The average DDD per treated patient decreased during the study period for both sexes in Denmark and Sweden, while it remained stable in Norway. In Denmark and Norway, women consistently received a higher DDD than men, whereas the sexes received close to the same DDD in Sweden (Figure 2A).

During the study period, the average sold amount per 1,000 residents decreased in Denmark and Norway, while it was stable in Sweden (Figure 2B). Combining the sold amount of all opioids, residents in Denmark redeemed more opioids per 1,000 residents than was the case in the other two countries.

Use of nonsteroidal anti-inflammatory drugs

The prevalence of NSAID users decreased during the study period in all three countries. Norway had the highest prevalence, followed by Denmark and Sweden. Between 2007 and 2015, the average DDD per 1,000 residents decreased in Denmark and Sweden, whereas it increased in Norway (Table 3).

DISCUSSION

In this population-based cohort study, we observed a higher prevalence of tramadol users among women than among men in all three countries. It has previously been shown that women report pain more often than men, and that women more frequently suffer from pain disorders such as migraine and fibromyalgia [14]. A recent Danish report concluded that a larger proportion of women than men has reported pain or discomfort within the past 14 days, and that they more often have consulted their general practitioner within the past 12 months [15]. These factors might explain why women more often than men were prescribed analgesics, including tramadol.

The prevalence of chronic pain conditions increases with age [16]. This is in agreement with the analgesic utilisation observed in our study, where the prevalence of tramadol users in general increased with age.
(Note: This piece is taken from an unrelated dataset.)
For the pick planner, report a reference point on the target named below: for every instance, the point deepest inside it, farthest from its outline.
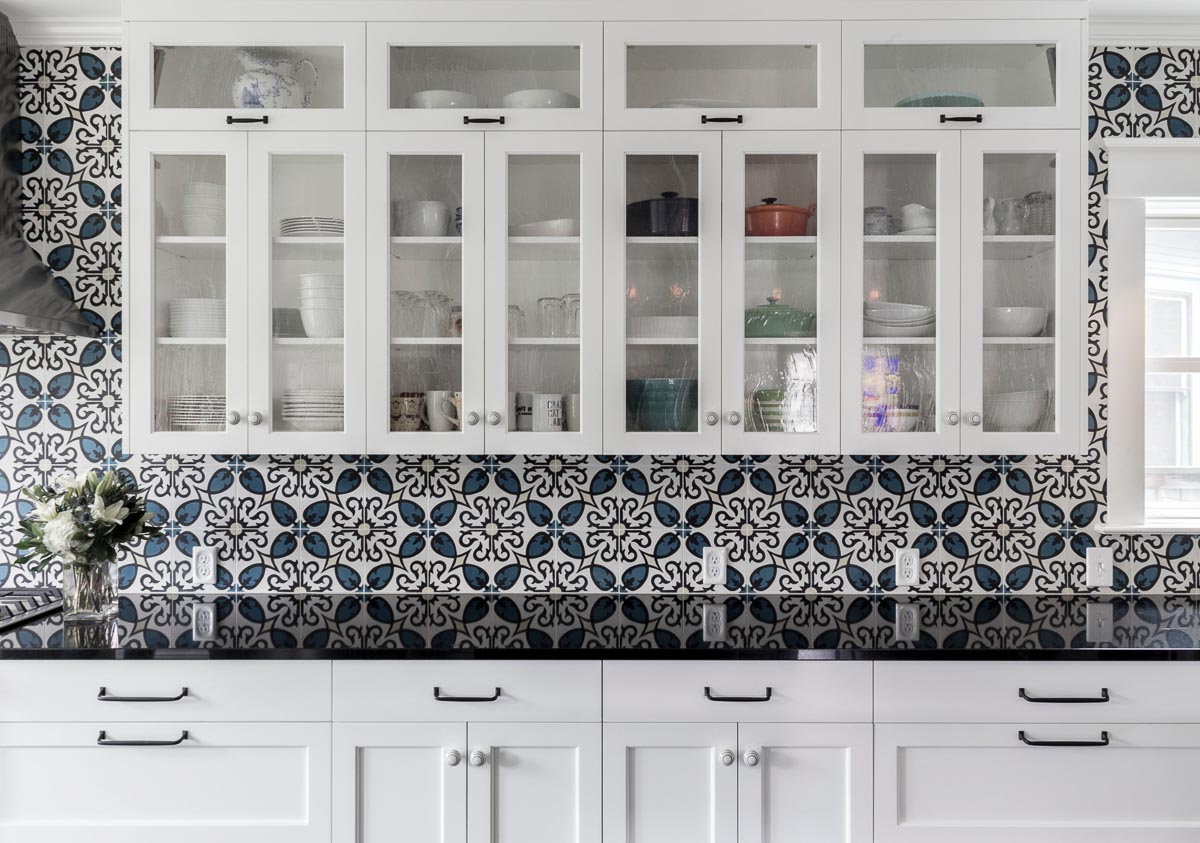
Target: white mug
(547, 412)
However, other factors might also contribute to the observed pattern.

The prevalence of tramadol users was markedly lower among the elderly (≥ 65 years of age) in Sweden than in Denmark and Norway. During the study period, the National Board of Health and Welfare in Sweden published an updated guideline stating that tramadol should be avoided in the elderly due to a high risk of adverse drug reactions and an increased risk of clinically relevant drug interactions [17]. Our observations might reflect the Swedish physicians’ compliance with this guideline.

Our findings regarding the prevalence of tramadol users during the study period are in line with a recently published study that reported a high prevalence of tramadol users in Denmark and Norway compared with Sweden in 2015 [6].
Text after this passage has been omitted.